BFG: Widerruf der Verfahrenshilfe bei Verweigerung der Mitwirkung

Benn-Ibler Rechtsanwälte

Im gegenständlichen Verfahren beschäftigte sich das Bundesfinanzgericht (BFG) mit der Frage der Verfahrenshilfe nach § 292 Bundesabgabenordnung (BAO).

Am 04.11.2019 kam es zur Pfändung des Kontoguthabens eines Mindestsicherungsempfängers, worüber das Finanzamt (FA) einen Bescheid erließ, der auch Gebühren und Barauslagen iHv EUR 155,81 für diese Amtshandlung festsetzte. Dagegen wurde Bescheidbeschwerde erhoben, und im Rahmen des Beschwerdeverfahrens ein Antrag auf Verfahrenshilfe gestellt. Dieser wurde seitens des BFG per Beschluss vom 23.03.2020 bewilligt, mit dem Hinweis, dass die angestrebte Rechtsverfolgung weder als offenbar mutwillig noch als aussichtlos anzusehen sei.

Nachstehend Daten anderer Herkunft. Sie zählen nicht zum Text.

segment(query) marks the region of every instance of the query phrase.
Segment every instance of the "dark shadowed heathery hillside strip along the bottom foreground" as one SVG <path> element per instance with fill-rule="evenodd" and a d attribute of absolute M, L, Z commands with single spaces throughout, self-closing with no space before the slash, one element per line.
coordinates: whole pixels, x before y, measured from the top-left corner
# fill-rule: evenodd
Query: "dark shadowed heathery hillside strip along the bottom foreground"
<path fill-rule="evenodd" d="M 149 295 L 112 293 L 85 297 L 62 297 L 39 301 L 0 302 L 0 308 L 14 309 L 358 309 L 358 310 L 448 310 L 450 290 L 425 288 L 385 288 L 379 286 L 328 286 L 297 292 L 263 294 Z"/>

Die bestellte Verfahrenshelferin teilte dem Gericht am 05.05.2020 mit, dass der Antragsteller, nach mehrmaligen Kommunikationsversuchen, erforderliche Unterlagen zur Darlegung seiner Vermögensverhältnisse nicht an diese übermittelt und generell die Kooperation verweigert habe, weshalb sie den Widerruf der Verfahrenshilfe beantragte.

Das BFG führte hierzu aus, dass iSd § 292 Abs 13 BAO ein Widerruf der Verfahrenshilfe zwingend ist, wenn die Voraussetzungen für die Bewilligung der Verfahrenshilfe nicht mehr vorliegen. Zu diesen zählt, dass die Rechtsverfolgung gem § 292 Abs 1 BAO nicht offenbar mutwillig oder aussichtslos erscheint.

Aussichtlosigkeit eines Rechtsmittels wäre gegeben, wenn für jede objektiv urteilende und urteilsfähige Person, die mit dem Sachverhalt vertraut gemacht wurde, erkennbar ist, dass das entsprechende Rechtsmittel keinen Erfolg haben wird; das ergibt sich bereits aus dem Beschwerdevorbringen.

Mutwille liegt dann vor, so das BFG, wenn der Antragsteller/Beschwerdeführer eine Behörde trotz Kenntnis über die Grund- und Aussichtslosigkeit des eigenen Anbringens in Anspruch nimmt. Zudem muss Mutwille offenbar sein, maW ist die Aussichtslosigkeit für jeden erkennbar.

Da der Antragsteller jegliche Zusammenarbeit mit der Verfahrenshelferin trotz Belehrung verweigerte, war es dieser auch nicht möglich, ein erfolgsversprechendes Rechtsmittel einzubringen. Das würde auf eine mutwillige Behelligung der Behörden hinauslaufen, weshalb hier die Verfahrenshilfe zu widerrufen war.

Eine Revision an den Verwaltungsgerichtshof ist nicht zulässig.